Wednesday, May 31, 2006

Some good Hermits (or near hermits)

* The Sandwich Maker- both Arthur Dent and a Hermit, therefore very cool
* St Paul the Hermit (he lived until he was 113)
* St Kevin (brilliant misogynist madman in tree)
* Jeremy Bentham (known as the Hermit of Queen's Square)
* The Hermit of Grub Street, whose brother tried to kill him so he retired to his room for 44 years.
* St Inigo, who was brilliant and monastic and willing to stop being an hermit for a bit.
* Salinger, who is pretty much an hermit
* I can make an argument for Maximilien during one of the long periods of illness
* Stanislawa
* Montesquieu (who had a castle, and an almost literal ivory tower)

Left off that list (a top ten but not in order, suggestions of order would be appreciated) were St Bridget, an awful lot of other Saints, Demosthenes, Euripides at points, the random people in the Library of Alexandria (whom one suspects were almost hermits) and many others. Oh, and apocryphal Cornish Hermit. And probably one of my cousins.

All of which makes being an hermit seem fun.

6 Comments:

Anonymous Anonymous said...

As discussed given the people on this list Tiberius Claudius Drusus Nero Germanicus (Augustus Brittanicus) should be here. Partly because of his years writign histories on Carthage and Etruria on his farm (I know Calpurnia was there too) and partly for his reputation. Not sure I want to be in love with a hermit though...

Yes, I think they are Perfectly Normal Beasts. It was the bit done really well when they radioised Mostly Harmless.
xM

4:31 AM  
Anonymous Anonymous said...

The argument was that if Robespierre counts I think Claudius definitely does. Surely it is hard to be a hermit while being a provincial lawyer? I know he had hermit tendencies while he was being in the french revolution, but Claudius did spend 20 years (I think- can't be bothered to check) writing his books.
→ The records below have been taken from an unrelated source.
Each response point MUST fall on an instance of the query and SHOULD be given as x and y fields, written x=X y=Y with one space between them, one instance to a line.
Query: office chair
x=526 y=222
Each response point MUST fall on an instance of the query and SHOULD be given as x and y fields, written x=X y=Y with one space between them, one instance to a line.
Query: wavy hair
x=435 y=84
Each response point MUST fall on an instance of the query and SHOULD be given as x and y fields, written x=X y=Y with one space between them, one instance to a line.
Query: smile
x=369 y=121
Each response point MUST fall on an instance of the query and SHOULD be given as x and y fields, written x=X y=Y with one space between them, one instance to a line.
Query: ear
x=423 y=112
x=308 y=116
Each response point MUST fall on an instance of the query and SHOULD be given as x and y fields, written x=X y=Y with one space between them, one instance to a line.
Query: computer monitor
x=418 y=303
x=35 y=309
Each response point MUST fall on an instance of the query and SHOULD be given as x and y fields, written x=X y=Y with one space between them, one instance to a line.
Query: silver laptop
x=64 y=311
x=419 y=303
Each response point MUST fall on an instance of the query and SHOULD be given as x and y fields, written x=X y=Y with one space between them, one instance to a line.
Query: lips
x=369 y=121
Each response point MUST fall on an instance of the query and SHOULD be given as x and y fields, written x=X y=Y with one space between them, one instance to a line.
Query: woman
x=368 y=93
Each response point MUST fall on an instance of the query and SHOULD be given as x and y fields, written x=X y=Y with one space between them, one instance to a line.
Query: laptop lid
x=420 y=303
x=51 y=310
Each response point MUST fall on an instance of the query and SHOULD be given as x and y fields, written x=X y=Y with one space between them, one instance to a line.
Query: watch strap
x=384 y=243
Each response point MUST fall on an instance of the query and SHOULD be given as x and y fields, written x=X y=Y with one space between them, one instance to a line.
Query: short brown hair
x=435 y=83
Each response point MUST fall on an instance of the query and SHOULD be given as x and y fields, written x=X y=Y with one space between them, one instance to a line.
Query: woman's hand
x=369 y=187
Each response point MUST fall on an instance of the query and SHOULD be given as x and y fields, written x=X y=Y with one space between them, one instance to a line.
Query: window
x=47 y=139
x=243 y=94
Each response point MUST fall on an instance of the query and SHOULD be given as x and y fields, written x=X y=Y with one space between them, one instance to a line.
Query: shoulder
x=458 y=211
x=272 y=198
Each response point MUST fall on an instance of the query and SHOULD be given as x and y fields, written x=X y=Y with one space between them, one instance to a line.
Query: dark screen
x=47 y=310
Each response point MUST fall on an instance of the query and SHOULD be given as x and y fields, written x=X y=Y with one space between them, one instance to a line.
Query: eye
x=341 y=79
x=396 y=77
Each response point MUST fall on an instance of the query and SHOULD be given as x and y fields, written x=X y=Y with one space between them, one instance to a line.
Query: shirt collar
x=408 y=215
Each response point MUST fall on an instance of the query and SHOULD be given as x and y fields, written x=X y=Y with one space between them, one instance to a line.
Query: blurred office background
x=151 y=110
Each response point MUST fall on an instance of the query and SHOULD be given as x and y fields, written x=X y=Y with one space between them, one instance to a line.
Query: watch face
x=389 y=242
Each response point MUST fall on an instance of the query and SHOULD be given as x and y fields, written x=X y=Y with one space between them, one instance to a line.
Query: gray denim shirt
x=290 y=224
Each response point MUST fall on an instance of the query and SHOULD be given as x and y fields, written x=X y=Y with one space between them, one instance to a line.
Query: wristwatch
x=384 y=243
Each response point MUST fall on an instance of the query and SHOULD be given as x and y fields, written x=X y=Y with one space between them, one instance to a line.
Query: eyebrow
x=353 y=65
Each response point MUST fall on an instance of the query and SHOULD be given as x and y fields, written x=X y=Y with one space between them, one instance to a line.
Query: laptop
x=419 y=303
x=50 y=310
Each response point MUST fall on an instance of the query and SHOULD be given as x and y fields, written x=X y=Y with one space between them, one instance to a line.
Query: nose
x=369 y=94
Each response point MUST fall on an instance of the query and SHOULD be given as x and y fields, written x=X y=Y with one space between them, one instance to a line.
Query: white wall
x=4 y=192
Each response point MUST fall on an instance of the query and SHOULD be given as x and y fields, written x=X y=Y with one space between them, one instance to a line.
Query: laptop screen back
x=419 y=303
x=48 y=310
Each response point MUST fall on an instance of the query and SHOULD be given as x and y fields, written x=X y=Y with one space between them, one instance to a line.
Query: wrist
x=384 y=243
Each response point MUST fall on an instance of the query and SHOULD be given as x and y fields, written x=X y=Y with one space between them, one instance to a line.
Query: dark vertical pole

Do you think Claudius and Robespierre might get on?
xM

9:52 AM  
Blogger pseudo bohemian loser said...

The argument for Maximilien is that he would have been considerably better off as an hermit. Probably survived past thirty-six, not been eternally defamed by the "New Yorker" and Orczy, not sanctioned the execution of his dearest friend... Same applies for Claudius really, had he stayed on the farm with Calpurnia all would have been nice and Agrippina would never have happened.
Oh, Maximilien also didn't really do people/ talking to them during Arras, so probably counts as an hermit with female relatives then.

I see there are no objections to Stanislawa.

I think they would get on rather well. Claudius decency but rather amoralness would probably help in that respect. And there are lots of similarities (people abruptly making Claudius a dictator, suddenly assuming in 1794 that Robespierre was a dictator).

By the way revised rules for hermits mean that they are allowed have limited female company (see Eleonore Duplay, Calpurnia, woman St Kevin pushed in a lake etc)

11:50 AM  
Blogger pseudo bohemian loser said...

You know the objection to that one, don't you?

12:15 PM  
Anonymous Anonymous said...

This all assumes G is going to become a hermit.
Whihc she is NOT.
xM

12:43 PM  
Anonymous Anonymous said...

Are we allowed fictionary characters in this? If so I'd like to have the hermit from Arcadia (forgotten his name) as he spent decades in a faux-hermitage working on complex mathematical formulae out of guilt.